Legacy, with another one of its Atlanta-based joint venture partners, invested in a four-property, 557-unit portfolio in Metairie, in February 2018. After completing a significant amount of the planned renovation program, the joint venture took advantage of strong market demand and executed on the sale of two of the assets on February 27, 2020. The sale of the smallest asset in the portfolio is under contract and expected to sell in the 2nd quarter. The joint venture will retain ownership of the most desirable asset in the portfolio, The Local on Severn and continue its renovation/repositioning program in order to further enhance its value for a future exit.

The most recent of Legacy’s dispositions was the sale of Park West Apartments, a 278-unit apartment complex in Mobile. Legacy originally invested in the project in September 2015 and bought out its joint venture partner in June 2018. The sale closed on March 17, 2020.
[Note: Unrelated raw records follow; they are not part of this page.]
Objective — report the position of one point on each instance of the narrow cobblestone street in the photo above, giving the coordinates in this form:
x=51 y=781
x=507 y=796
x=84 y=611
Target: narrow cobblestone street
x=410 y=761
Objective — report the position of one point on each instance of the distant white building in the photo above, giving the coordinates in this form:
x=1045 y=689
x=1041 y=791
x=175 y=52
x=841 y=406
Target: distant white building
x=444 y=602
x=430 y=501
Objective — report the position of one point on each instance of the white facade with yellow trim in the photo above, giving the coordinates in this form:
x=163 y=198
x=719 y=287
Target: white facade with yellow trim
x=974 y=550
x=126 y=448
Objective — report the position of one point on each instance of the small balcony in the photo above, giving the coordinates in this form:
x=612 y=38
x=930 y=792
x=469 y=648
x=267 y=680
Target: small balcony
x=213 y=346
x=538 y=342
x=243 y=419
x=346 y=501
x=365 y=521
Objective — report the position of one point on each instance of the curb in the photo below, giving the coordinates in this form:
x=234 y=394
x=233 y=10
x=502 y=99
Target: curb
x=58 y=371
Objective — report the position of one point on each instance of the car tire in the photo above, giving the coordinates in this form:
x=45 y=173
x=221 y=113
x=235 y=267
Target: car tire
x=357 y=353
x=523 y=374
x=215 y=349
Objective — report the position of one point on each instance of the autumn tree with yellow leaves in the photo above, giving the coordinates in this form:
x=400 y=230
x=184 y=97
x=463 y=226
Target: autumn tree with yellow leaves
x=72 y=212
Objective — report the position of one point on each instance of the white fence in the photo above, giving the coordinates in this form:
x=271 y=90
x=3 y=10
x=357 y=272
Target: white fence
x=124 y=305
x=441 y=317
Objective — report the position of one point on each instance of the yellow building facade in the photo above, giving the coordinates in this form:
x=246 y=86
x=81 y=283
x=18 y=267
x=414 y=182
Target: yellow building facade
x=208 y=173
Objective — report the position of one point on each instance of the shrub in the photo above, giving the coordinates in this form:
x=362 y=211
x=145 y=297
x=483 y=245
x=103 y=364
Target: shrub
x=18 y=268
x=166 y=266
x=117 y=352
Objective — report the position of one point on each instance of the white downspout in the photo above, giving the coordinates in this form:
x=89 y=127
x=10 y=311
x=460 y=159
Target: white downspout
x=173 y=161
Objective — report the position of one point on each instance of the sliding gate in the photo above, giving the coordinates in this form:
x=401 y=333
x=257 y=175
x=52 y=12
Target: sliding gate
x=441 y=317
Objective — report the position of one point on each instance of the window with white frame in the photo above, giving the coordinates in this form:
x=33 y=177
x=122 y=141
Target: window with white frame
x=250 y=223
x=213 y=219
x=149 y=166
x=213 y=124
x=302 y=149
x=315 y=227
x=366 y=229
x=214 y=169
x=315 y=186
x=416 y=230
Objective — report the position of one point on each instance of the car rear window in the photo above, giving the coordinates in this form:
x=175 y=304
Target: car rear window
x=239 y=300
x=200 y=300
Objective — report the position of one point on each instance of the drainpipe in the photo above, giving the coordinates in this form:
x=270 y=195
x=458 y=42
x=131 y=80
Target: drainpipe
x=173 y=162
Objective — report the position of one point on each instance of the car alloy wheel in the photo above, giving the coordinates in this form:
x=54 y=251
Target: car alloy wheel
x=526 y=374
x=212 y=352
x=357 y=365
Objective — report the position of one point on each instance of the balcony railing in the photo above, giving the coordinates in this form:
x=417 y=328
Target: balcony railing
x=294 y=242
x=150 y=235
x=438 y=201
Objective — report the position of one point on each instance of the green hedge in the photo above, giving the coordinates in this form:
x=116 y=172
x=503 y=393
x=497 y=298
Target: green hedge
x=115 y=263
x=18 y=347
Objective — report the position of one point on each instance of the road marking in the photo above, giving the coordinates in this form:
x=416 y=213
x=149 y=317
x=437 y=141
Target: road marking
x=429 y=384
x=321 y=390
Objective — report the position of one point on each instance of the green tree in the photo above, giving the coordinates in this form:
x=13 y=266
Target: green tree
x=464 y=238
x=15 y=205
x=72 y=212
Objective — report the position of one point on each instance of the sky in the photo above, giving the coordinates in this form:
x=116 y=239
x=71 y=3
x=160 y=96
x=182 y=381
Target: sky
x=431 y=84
St. Pierre says Legacy has been in constant communications with its operating partners on best ways to manage both its existing portfolio as well as reassessments and flexibility on deals in the pipeline.

“Currently, our team is working from home and not traveling, but with dry powder in our fund, looking opportunistically at new acquisitions as more information is known and conditions begin to stabilize,” he says.